The parliamentary panel, last year, recommended waiving GST on cancer drugs. The panel pointed out that cancer treatment is expensive in the country and should be a notifiable disease. That means, it is required by law and information is reported to the government.
Experts point out that when it comes to patented or rare disease drugs, majority of the time the drugs are imported. Patient generally have to raise the funds on their own unless they are part of a charity program. Patients generally resort to crowd funding and donations. This is piecemeal as patients don’t always manage to raise funds.

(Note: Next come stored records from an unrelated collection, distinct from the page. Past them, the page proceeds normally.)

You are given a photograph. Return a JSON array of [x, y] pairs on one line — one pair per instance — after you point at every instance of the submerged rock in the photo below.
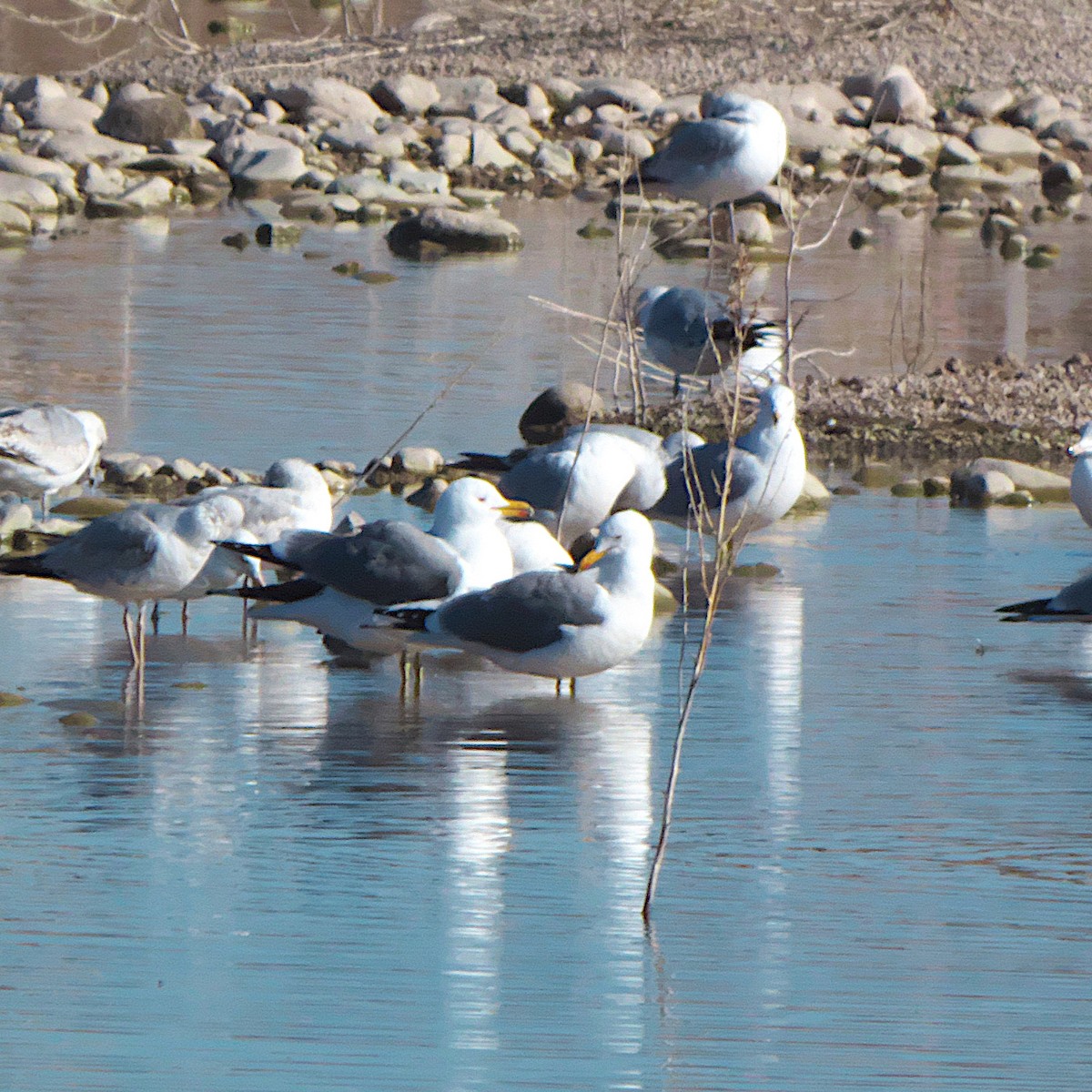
[[442, 230]]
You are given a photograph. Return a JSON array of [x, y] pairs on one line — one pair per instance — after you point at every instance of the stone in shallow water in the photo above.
[[453, 230]]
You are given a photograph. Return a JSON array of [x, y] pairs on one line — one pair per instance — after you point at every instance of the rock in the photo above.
[[15, 221], [900, 97], [63, 114], [359, 136], [986, 104], [907, 487], [267, 170], [753, 228], [877, 476], [154, 194], [407, 94], [486, 151], [977, 489], [278, 233], [1035, 112], [451, 229], [617, 141], [558, 408], [427, 496], [1042, 484], [81, 148], [632, 94], [15, 516], [1060, 180], [151, 120], [329, 99], [31, 195], [420, 462], [1000, 142], [554, 158]]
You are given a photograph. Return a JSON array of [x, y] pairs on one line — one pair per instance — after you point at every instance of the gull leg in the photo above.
[[126, 622]]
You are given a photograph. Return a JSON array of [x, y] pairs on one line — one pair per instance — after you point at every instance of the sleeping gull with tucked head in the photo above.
[[345, 578], [767, 467], [140, 555], [552, 622], [46, 448]]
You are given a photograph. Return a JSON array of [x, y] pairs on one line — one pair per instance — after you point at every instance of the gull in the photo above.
[[1074, 603], [1080, 480], [693, 332], [551, 622], [293, 496], [585, 476], [345, 578], [768, 467], [735, 148], [46, 448], [142, 554]]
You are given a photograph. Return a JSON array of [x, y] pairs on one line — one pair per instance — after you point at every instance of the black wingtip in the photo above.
[[263, 552], [409, 618]]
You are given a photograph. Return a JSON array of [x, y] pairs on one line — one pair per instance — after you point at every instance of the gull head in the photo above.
[[776, 405], [626, 533], [94, 429], [475, 500], [1084, 446]]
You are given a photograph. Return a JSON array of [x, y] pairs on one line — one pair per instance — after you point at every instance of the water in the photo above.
[[283, 878]]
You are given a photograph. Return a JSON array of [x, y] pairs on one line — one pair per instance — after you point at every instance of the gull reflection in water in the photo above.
[[605, 748]]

The other option is filing a PIL to try and have the government support the patient via its rare diseases fund. While many of the times these options are effective, the process can run into months and many a times the administering of the drug is time sensitive.
Besides being expensive access to many of these rare disease and patented drugs is also unregulated and erratic. They are mostly imported that too on a need basis. Generally, when a drug is prescribed by a doctor, the patient is connected to either an NGO that helps facilitate the process or other patients that need the drug. The end goal, being a distributor, will import the drug generally for a group of patients.
Lawyers say pharma companies want to steer clear of manufacturing cheaper copies in the country due to the heavy patenting hence possibility of litigation.
The issue, experts say, has to be taken up at a government level to improve accessibility and options to reduce pricing such as compulsory licensing, raising the government funds for rare diseases and urging companies to adopt patients via CSR programs.